My former colleague, and writer extraordinaire, David Galland, was describing this exact scenario in Casey Research’s letter yesterday… David believes that after QE2, though, we could very well see a dollar rally on the thoughts that the economy is out of the woods, and the Good Lord knows that the world is short dollars right now Big Time! But, this scenario would be short-term….

So, once again, we as diversification investors have a choice… Once QE2 ends at the end of June, we can look to take profits, or we can simply batten down the hatches and ride the storm out…

Well… Brazilian Finance Minister, Mantega, is quickly becoming a real pain to me… In fact, I would say that he gives me a rash! Last night, Mantega warned the markets that he has “an array of tools to stem the real’s gains.” These Brazilian guys are really beginning to make my blood pressure rise… They have tried everything to stem the real’s (BRL) gains, and they all work, for a short time… Like now, the real lost ground overnight on this news… And then the deep pockets of the markets come back. When will they ever learn? When will they ever learn?

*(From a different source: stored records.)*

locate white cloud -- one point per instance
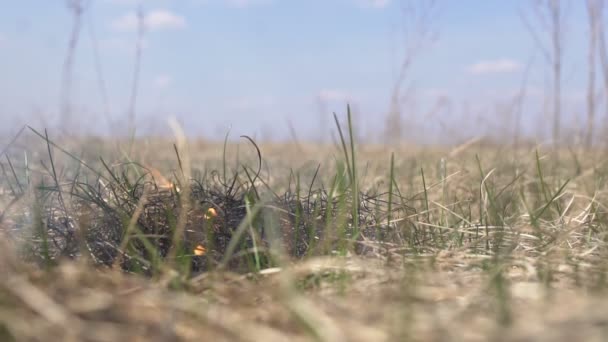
(497, 66)
(116, 44)
(253, 102)
(155, 20)
(162, 81)
(246, 3)
(334, 95)
(234, 3)
(373, 3)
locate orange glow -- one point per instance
(161, 182)
(200, 250)
(211, 213)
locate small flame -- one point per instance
(161, 182)
(200, 250)
(211, 213)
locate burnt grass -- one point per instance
(91, 216)
(475, 242)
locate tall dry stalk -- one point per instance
(603, 54)
(136, 71)
(417, 30)
(593, 9)
(549, 19)
(76, 7)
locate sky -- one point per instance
(275, 69)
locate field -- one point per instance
(160, 240)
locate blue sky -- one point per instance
(255, 65)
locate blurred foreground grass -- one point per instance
(476, 242)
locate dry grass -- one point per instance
(487, 243)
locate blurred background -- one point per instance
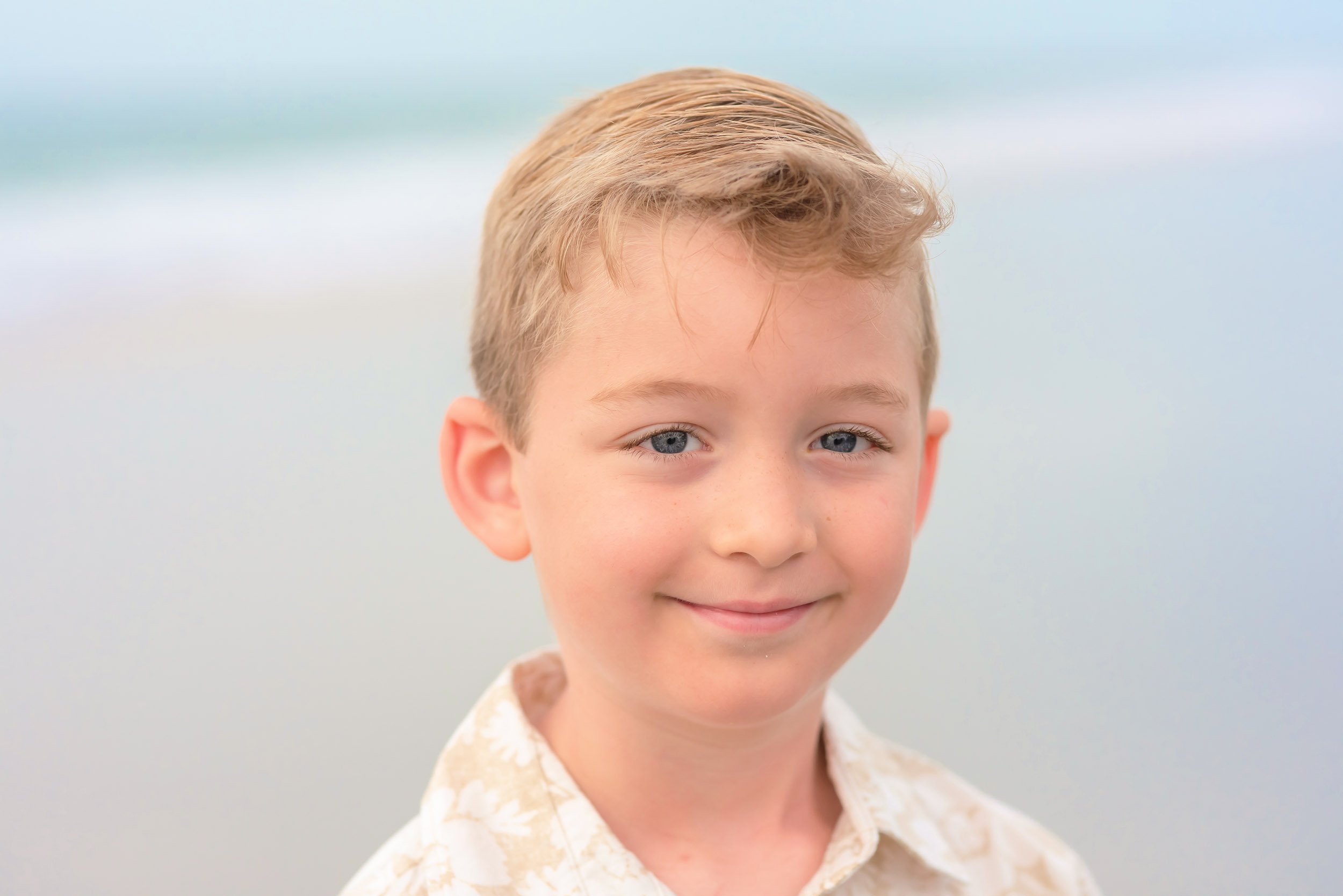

Apparently, they aren’t going to learn it now, for more taxes have been added… I understand Brazil’s problem… Their manufacturers are getting hammered because the real is so strong, and their main trading partner (China) has a currency that, while gaining recently, has been pretty much pegged to the dollar… (Yes, I know the official peg was dropped in July of 2005)

Then there was this… So… I’m sure that a few of you saw this earlier this week, but I wanted to bring it to everyone’s attention… Ed Steer, who does a great job of educating investors on what moves the metals, reversed his previous stance that held to the idea that the Perth Mint didn’t have the actual gold and silver to back their “pooled” and “certificates”… He apologized to his readers and to the Perth Mint… This is something that I’ve encountered over the years, this claim that the Perth Mint doesn’t have the gold and silver to back their “pooled” and “certificates”… I’ve always held to the words in their contract with us… So, it was nice to see a writer reverse his previous thoughts on this, which were wrong!

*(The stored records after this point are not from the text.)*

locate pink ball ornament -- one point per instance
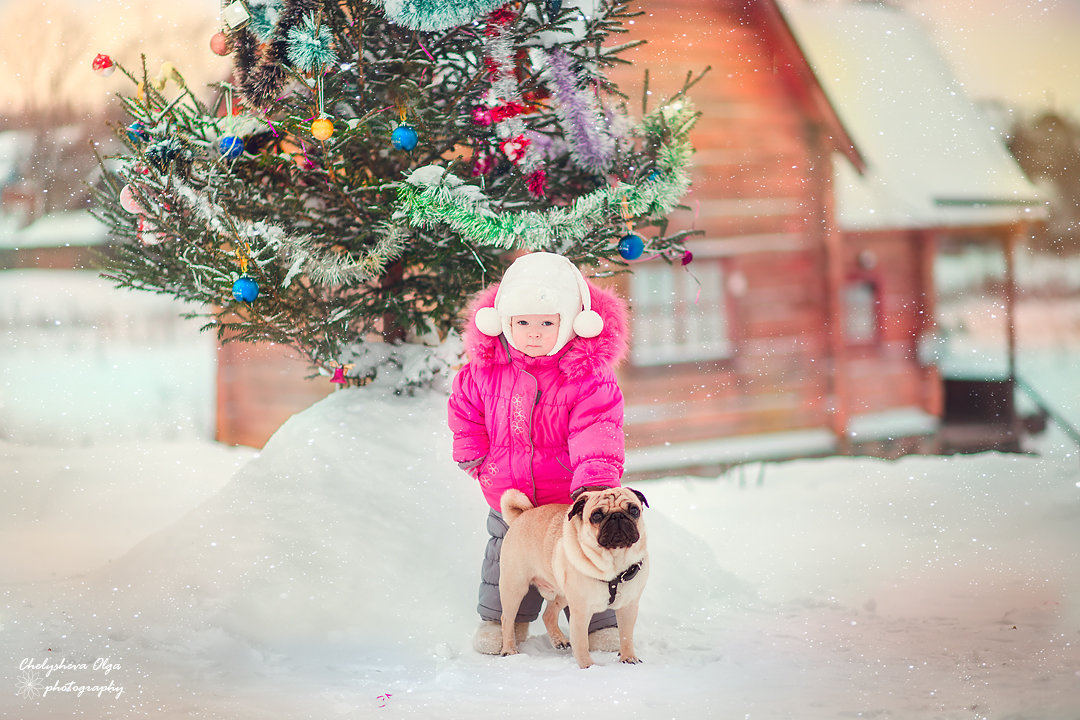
(148, 232)
(103, 65)
(219, 43)
(129, 201)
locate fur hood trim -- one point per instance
(583, 356)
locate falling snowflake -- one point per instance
(29, 684)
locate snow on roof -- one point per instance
(933, 160)
(58, 230)
(14, 146)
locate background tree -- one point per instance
(370, 165)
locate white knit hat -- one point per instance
(542, 284)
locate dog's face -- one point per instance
(611, 517)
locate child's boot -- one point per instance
(488, 638)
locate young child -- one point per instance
(538, 408)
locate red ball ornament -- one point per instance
(219, 43)
(103, 65)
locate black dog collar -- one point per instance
(623, 576)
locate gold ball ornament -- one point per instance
(322, 128)
(219, 43)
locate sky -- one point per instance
(1025, 53)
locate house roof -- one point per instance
(932, 158)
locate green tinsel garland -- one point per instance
(429, 198)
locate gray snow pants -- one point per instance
(490, 608)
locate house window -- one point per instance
(679, 315)
(861, 304)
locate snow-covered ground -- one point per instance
(333, 575)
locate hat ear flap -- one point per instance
(588, 323)
(488, 322)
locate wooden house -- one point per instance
(835, 152)
(806, 322)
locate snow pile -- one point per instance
(335, 575)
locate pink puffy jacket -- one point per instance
(542, 425)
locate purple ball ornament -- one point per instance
(230, 147)
(245, 289)
(631, 246)
(404, 137)
(136, 133)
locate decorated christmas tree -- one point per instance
(372, 163)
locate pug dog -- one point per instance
(590, 556)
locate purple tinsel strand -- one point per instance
(591, 147)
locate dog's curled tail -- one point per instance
(513, 503)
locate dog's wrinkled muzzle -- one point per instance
(618, 530)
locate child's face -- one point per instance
(535, 335)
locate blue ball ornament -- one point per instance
(404, 137)
(631, 246)
(245, 289)
(136, 133)
(230, 147)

To recap… Portugal has officially requested a bailout – which will be between 60-80 billion euros – from the European Union and the IMF… The euro initially wasn’t phased by this news, but eventually saw profit taking. The ECB is expected to hike rates today, which should open up Pandora’s Box of interest rate differentials for other high yielding currencies. And the Aussie dollar hit an all-time record high last night!